Réponse de la préposée : vous voyez bien que ce n'est pas vraiment un cadeau !
Tout un coup de barre à donner
On le voit, ce ne sont pas que des facteurs externes qui posent problème chez Sears. Depuis plusieurs années déjà, l'entreprise désinvestit dans son personnel et ses établissements, au point où elle affiche maintenant de très nettes carences organisationnelles. Un exemple : les dépenses annuelles en capital chez Sears en 2004 s'élevaient à 161 M$; elles sont aujourd'hui de 52 M$.
Les choses pourraient cependant être sur le point de changer, du moins s'il faut en croire un récent article du Globe and Mail.Sears Canada vise une clientèle plus jeune en adoptant la stratégie du détaillant britannique John Lewis. Celui-ci a réussi à renaître en partie en attirant de jeunes familles avec une nouvelle offre de produits de marques privées et de marques connues, pour tous les âges.

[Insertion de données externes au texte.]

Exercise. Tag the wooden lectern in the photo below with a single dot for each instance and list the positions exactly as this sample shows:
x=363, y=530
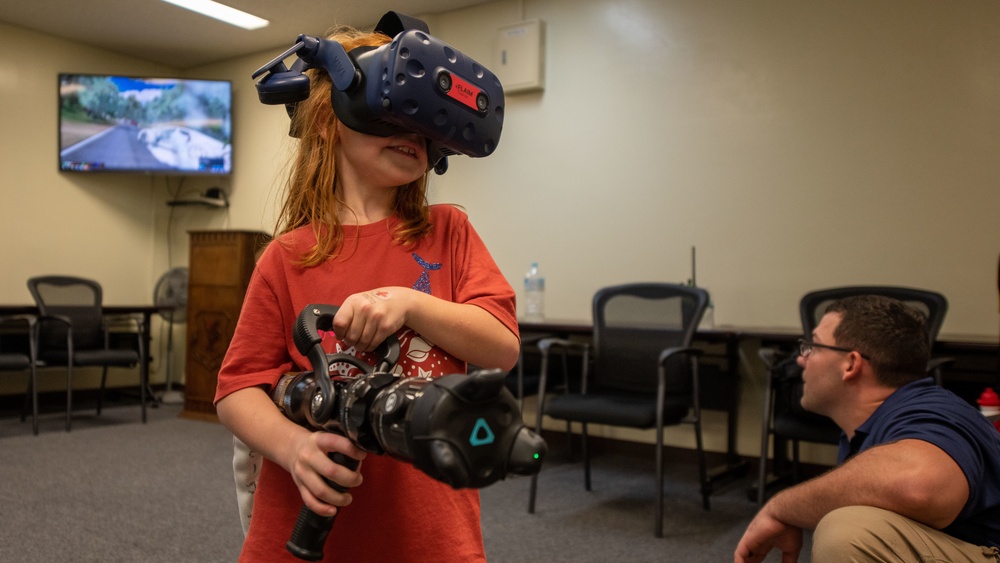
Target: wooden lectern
x=221, y=263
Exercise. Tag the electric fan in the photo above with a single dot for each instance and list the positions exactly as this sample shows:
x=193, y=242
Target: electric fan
x=170, y=295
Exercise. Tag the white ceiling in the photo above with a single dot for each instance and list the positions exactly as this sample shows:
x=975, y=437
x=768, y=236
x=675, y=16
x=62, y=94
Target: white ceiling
x=163, y=33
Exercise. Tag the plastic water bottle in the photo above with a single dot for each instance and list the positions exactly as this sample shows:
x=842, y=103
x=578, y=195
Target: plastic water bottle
x=989, y=405
x=534, y=294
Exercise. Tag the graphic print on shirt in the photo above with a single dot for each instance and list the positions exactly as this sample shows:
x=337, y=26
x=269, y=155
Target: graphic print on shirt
x=417, y=357
x=423, y=283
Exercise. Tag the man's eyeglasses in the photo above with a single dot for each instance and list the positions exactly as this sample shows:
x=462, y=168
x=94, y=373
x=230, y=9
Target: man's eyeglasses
x=806, y=346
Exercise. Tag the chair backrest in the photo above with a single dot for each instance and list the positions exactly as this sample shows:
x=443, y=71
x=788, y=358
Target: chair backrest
x=633, y=323
x=79, y=299
x=930, y=303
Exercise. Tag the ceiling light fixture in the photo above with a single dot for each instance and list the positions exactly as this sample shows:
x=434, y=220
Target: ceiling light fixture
x=221, y=12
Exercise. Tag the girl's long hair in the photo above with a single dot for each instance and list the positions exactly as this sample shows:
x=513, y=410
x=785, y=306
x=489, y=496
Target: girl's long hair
x=312, y=197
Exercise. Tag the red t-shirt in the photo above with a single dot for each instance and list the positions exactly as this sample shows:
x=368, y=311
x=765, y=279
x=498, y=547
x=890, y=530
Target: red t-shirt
x=399, y=513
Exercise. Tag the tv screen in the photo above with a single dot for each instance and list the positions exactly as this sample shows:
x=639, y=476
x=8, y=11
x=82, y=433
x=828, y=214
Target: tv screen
x=144, y=125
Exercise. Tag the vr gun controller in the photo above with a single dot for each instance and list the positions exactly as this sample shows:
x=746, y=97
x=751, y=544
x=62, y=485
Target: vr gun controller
x=463, y=430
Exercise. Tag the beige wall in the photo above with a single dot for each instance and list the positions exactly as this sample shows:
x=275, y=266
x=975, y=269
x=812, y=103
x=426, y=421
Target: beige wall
x=796, y=145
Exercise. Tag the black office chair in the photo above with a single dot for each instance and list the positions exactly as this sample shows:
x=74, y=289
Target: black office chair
x=12, y=358
x=72, y=332
x=644, y=374
x=784, y=418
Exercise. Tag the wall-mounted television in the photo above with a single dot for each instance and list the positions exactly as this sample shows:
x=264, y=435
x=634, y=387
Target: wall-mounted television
x=113, y=123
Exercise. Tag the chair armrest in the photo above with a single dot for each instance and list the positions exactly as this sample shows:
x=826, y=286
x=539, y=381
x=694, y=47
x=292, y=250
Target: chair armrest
x=938, y=363
x=28, y=320
x=546, y=343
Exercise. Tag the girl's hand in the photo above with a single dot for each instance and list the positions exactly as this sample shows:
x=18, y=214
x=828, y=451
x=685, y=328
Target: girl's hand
x=366, y=319
x=312, y=464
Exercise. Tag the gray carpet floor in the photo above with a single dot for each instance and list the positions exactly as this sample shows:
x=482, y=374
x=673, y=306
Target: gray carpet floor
x=116, y=490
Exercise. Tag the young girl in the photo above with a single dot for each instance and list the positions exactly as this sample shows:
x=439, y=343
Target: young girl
x=356, y=231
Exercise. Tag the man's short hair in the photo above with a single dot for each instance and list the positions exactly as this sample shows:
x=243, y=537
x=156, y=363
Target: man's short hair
x=893, y=334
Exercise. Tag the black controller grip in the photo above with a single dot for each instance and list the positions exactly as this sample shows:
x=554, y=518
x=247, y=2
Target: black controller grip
x=311, y=529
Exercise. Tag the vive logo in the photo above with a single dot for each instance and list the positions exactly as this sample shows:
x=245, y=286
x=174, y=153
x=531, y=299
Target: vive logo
x=481, y=434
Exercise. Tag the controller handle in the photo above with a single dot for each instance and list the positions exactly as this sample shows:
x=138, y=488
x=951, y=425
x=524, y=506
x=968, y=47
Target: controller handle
x=311, y=530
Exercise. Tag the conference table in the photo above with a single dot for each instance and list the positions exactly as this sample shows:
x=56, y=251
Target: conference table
x=721, y=385
x=144, y=311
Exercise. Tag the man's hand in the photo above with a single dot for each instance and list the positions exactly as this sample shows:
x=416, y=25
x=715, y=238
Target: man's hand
x=766, y=533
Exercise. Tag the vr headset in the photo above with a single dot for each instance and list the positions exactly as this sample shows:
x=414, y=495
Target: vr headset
x=414, y=84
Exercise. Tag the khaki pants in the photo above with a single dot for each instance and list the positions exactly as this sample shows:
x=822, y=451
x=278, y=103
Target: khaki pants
x=864, y=533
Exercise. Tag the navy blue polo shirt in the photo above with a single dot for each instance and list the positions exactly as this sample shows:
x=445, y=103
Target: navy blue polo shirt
x=924, y=411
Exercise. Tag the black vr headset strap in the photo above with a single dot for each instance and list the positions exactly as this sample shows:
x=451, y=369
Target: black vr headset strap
x=393, y=23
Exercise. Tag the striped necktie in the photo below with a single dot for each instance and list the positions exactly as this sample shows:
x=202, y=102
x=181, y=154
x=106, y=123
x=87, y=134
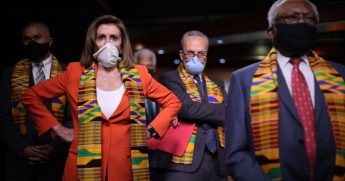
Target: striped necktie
x=40, y=73
x=305, y=109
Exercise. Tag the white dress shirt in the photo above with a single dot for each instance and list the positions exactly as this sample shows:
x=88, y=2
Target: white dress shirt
x=304, y=67
x=108, y=101
x=47, y=65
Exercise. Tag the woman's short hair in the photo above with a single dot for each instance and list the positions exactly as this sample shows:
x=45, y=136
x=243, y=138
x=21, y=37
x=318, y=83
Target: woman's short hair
x=90, y=41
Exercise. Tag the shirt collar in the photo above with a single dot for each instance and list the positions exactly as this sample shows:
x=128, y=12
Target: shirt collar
x=283, y=61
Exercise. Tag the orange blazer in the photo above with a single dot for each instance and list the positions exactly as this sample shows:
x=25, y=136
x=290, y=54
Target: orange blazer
x=116, y=145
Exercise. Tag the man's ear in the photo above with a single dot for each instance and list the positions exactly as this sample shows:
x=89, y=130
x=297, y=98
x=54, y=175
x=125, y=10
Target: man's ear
x=270, y=32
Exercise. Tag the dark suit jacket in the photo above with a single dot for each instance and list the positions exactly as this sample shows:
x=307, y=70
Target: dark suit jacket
x=16, y=164
x=204, y=114
x=239, y=151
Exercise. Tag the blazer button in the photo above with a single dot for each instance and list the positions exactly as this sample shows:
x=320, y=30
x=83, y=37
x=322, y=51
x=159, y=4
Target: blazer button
x=301, y=141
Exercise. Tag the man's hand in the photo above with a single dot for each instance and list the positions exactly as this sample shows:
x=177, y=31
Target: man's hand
x=66, y=134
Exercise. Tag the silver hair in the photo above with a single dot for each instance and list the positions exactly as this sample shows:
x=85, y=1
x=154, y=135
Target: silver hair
x=193, y=33
x=272, y=13
x=145, y=52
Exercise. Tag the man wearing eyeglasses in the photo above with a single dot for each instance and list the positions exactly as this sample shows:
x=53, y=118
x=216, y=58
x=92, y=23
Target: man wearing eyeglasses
x=285, y=119
x=202, y=110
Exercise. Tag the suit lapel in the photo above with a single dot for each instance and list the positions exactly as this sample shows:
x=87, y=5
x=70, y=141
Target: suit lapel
x=285, y=96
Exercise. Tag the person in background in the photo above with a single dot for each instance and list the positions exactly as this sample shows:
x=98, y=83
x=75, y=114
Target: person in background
x=203, y=107
x=147, y=58
x=286, y=116
x=31, y=157
x=107, y=92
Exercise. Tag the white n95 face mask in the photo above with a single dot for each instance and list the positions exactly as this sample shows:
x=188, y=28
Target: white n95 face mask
x=107, y=56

Baptisé Modern Shop, le concept a jusqu'à maintenant été implanté dans 43 des 122 établissements visés de Sears Canada. Autour de la nouvelle marque privée Attitude, qui vise les trentenaires, on fait graviter des marques plus connues comme Calvin Klein, Guess, Buffalo, tout en conservant la ligne Jessica, qui vise une clientèle plus âgée.
Est-ce que le virage fonctionnera ? Peut-être. Le hic, c'est qu'arrive aussi une dénommée Target, qui semble viser à peu près la même cible. Il n'est pas du tout évident que, malgré ses efforts, Sears sera capable de maintenir un niveau de clientèle semblable.

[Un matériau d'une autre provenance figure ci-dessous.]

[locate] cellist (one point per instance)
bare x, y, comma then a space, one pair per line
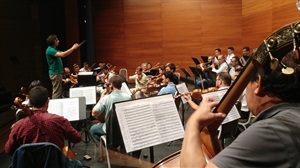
272, 140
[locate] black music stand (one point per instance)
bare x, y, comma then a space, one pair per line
186, 73
196, 61
198, 73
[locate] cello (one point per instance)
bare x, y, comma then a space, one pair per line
267, 57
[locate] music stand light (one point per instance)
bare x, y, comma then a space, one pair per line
204, 58
186, 73
196, 61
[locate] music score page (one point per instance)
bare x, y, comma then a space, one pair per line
148, 122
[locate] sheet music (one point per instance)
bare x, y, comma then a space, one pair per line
68, 108
181, 88
148, 122
85, 73
88, 92
125, 89
217, 95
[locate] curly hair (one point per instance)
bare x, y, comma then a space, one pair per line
284, 86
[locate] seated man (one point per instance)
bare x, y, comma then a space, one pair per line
274, 98
105, 105
140, 83
41, 126
168, 78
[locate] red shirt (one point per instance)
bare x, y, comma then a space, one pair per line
41, 127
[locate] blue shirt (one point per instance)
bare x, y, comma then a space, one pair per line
105, 104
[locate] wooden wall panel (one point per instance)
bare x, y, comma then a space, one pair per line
261, 18
165, 30
109, 32
175, 30
142, 23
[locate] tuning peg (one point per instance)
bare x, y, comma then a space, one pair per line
286, 70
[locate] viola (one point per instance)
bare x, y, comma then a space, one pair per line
197, 93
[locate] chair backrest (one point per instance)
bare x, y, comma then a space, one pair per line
123, 72
43, 154
113, 133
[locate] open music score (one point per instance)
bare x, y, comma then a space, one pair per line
217, 95
88, 92
148, 122
73, 109
182, 88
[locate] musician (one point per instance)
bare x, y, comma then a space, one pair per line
85, 68
273, 138
20, 113
217, 52
140, 83
223, 65
230, 51
76, 71
55, 64
104, 76
105, 105
168, 78
246, 55
68, 82
41, 126
234, 65
171, 67
207, 70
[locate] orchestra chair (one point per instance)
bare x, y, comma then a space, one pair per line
178, 76
123, 72
42, 154
244, 123
228, 130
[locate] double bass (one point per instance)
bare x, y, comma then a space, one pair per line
268, 57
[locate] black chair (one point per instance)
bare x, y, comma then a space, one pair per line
42, 154
228, 130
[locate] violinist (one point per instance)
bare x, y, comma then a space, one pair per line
41, 126
208, 81
20, 113
172, 68
223, 81
105, 105
140, 83
85, 68
274, 98
105, 75
168, 78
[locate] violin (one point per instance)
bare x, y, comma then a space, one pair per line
197, 93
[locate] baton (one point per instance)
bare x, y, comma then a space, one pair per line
81, 43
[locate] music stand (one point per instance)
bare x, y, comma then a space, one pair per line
197, 72
86, 79
196, 61
204, 58
186, 74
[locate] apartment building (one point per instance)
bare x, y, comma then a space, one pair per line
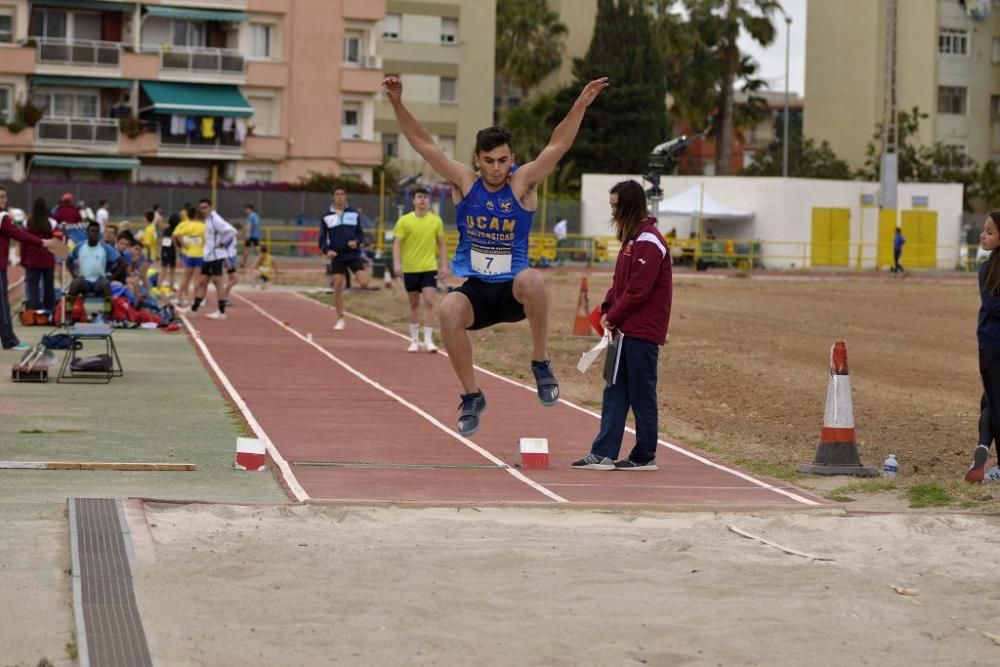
167, 90
947, 64
444, 54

Aux États-Unis, où elle doit déjà concurrencer Target, la société-mère Sears Holding ne parvient pas à obtenir de résultats.
Jouer sur Sears malgré tout ?
Jusqu'à preuve du contraire, l'objectif d'Edward Lampert, actionnaire de contrôle de Sears Holding, qui détient 92 % de Sears Canada, semble être de pomper les capitaux canadiens vers la société-mère. En font foi, deux dividendes spéciaux de 3,50 $ par action (chacun) déclarés en 2010 (plus de 750 M$).

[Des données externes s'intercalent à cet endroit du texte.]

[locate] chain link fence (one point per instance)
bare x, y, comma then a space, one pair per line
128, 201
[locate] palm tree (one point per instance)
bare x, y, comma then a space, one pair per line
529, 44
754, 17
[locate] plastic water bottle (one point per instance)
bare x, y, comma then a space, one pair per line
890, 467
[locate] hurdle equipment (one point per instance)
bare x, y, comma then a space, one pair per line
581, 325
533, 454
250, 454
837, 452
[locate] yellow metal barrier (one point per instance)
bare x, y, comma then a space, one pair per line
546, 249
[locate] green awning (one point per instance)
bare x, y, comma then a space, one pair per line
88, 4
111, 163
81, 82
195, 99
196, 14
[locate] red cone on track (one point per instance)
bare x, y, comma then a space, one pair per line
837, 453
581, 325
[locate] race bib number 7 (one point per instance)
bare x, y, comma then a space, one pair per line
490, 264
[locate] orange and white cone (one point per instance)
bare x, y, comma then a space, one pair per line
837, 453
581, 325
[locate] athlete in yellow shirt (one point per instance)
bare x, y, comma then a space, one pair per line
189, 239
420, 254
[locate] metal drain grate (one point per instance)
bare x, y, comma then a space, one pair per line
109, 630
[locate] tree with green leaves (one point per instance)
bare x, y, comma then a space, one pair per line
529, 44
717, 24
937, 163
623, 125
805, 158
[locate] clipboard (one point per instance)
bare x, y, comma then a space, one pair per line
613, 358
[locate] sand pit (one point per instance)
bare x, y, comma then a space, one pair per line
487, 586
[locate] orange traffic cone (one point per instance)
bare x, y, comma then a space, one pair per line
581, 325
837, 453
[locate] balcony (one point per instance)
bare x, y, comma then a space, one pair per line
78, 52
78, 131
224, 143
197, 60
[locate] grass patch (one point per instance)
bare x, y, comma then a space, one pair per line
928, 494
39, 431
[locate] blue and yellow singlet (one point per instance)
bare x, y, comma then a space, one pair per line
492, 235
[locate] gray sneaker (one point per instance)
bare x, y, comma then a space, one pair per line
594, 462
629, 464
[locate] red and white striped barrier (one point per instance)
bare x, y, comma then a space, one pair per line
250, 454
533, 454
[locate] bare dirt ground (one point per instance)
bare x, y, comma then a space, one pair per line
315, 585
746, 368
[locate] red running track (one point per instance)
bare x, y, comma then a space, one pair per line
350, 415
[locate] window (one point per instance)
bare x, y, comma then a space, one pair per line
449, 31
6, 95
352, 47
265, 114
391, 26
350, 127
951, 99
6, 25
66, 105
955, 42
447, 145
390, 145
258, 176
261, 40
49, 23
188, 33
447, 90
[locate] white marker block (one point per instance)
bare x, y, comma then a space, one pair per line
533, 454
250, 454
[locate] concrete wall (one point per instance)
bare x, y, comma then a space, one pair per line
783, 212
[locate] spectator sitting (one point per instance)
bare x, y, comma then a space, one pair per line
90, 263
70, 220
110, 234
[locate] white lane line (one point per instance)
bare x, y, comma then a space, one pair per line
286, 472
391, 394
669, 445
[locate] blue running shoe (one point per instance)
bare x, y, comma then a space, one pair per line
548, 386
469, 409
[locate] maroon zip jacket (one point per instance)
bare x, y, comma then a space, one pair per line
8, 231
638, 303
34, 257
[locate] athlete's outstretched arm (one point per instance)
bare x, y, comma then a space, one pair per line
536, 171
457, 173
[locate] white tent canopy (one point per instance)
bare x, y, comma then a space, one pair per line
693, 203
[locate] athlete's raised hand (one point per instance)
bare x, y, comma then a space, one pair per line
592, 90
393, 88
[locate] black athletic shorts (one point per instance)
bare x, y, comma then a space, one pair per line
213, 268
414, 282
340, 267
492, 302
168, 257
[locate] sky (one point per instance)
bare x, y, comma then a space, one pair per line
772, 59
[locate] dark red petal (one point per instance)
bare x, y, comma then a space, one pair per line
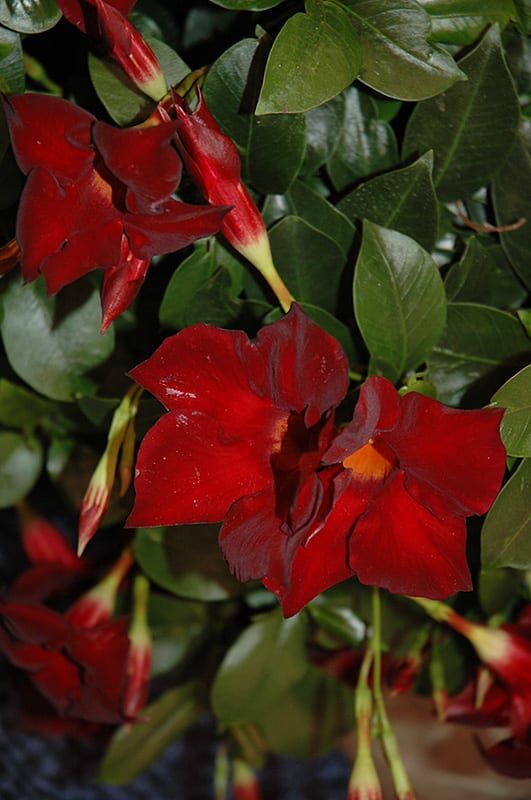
307, 369
50, 133
399, 545
508, 757
454, 460
142, 158
189, 470
121, 285
175, 226
251, 540
58, 237
377, 410
34, 624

Keith Howlett, analyste chez Valeurs mobilières Desjardins, note que, malgré les difficultés opérationnelles, les flux de trésorerie de la société demeurent importants et que d'autres dividendes spéciaux pourraient être sporadiquement déclarés. Ce qui pourrait satisfaire certains investisseurs.
Possible, mais on passerait quand même notre tour. Jusqu'à ce que Sears réussisse à remplir... son stationnement.